Answer 1: One way of accessing child class's intVal
is System.out.println((B)aRef.intVal);
Answer 2: Another way of doing it is Java Reflection because when you use reflection java cant intelligently pickup hidden A.intVal
based on Class type, it has to pick up the variable name given as string -
import java.lang.reflect.Field;
class A{
public int intVal = 1;
public void identifyClass()
{
System.out.println("I am class A");
}
}
class B extends A
{
public int intVal = 2;
public void identifyClass()
{
System.out.println("I am class B");
}
}
public class Main
{
public static void main(String [] args) throws Exception
{
A a = new A();
B b = new B();
A aRef;
aRef = a;
System.out.println(aRef.intVal);
aRef.identifyClass();
aRef = b;
Field xField = aRef.getClass().getField("intVal");
System.out.println(xField.get(aRef));
aRef.identifyClass();
}
}
Output -
1
I am class A
2
I am class B
Solution 8 - Java
I hope this can help:
public class B extends A {
// public int intVal = 2;
public B() {
super();
super.intVal = 2;
}
public void identifyClass() {
System.out.println("I am class B");
}
}
So overriding variable of base class is not possible, but base class variable value can be set (changed) from constructor of inherited class.
Solution 9 - Java
As per the Java specifications, the instance variables are not overridden from a super class by a sub class when it is extended.

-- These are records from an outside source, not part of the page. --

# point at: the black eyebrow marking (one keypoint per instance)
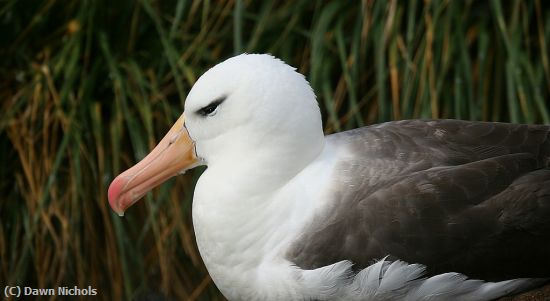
(211, 107)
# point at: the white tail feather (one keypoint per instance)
(398, 280)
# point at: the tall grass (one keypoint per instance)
(88, 87)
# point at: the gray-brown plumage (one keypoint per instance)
(467, 197)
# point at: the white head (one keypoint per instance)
(252, 108)
(264, 108)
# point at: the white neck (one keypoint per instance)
(245, 224)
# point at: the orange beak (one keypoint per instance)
(174, 154)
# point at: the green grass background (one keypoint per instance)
(88, 87)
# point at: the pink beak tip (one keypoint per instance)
(113, 194)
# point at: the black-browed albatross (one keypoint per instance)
(405, 210)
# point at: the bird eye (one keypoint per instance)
(210, 109)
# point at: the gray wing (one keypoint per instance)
(468, 197)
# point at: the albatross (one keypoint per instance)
(403, 210)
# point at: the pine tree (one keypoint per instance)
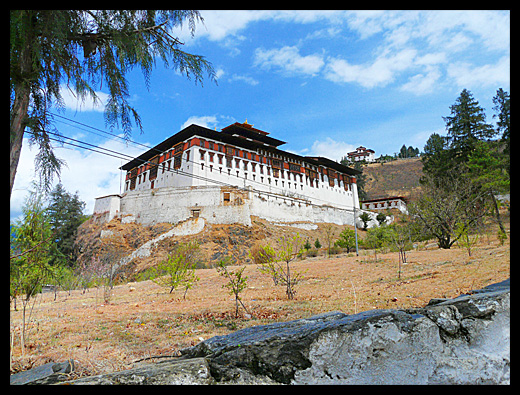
(80, 50)
(65, 213)
(466, 126)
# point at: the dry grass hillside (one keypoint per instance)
(396, 178)
(143, 320)
(118, 240)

Hence the variable in the sub class only can be seen as one sharing the same name.
Also when the constructor of A is called during the instance creation of B the variable (intVal) is initialized and hence the output.
Solution 10 - Java
Well, I hope u got the answer. If not, you can try seeing in the debug mode. the subclass B has access to both the intVal. They are not polymorphic hence they are not overriden.
If you use B's reference you will get B's intVal. If you use A's reference , you will get A's intVal. It's that simple.
Solution 11 - Java
It is because when you assign b to aRef, it is resolved, leading aRef to just be of class A. This means that aRef does not have access to any of class B's fields or methods. If you call for intVal instead by using b.intVal, you will get 2.
Solution 12 - Java
As Many users have already pointed out, this is not polymorphism. Polymorphism only applies to methods(functions).
Now as to why the value of the intVal of class A is printed, this happens because as you can see the reference aRef is of type A.
I can see why you are confused by it. By the same procedure you have accessed the overridden methods for ex. the method identifyClass() but the not the variables which directly proves the first line that I have written .
Now in order to access the variable you can do ((Superclass)c).var
Note here that the Superclass can be many levels up for example A<-B<-C. That is C extends B and B extends A. If you wanted the value of var of A then you could have done ((A)c).var .
EDIT: as one of the users have pointed out this 'trick' does not apply to static methods, because they are static.
Solution 13 - Java
Java has a feather of encapsulation means it tightly binds the property and the behavior of an object. so only via a class reference we can call it's behavior to change it's property.
and in inheritance only method overrides so that it can affects only it's property.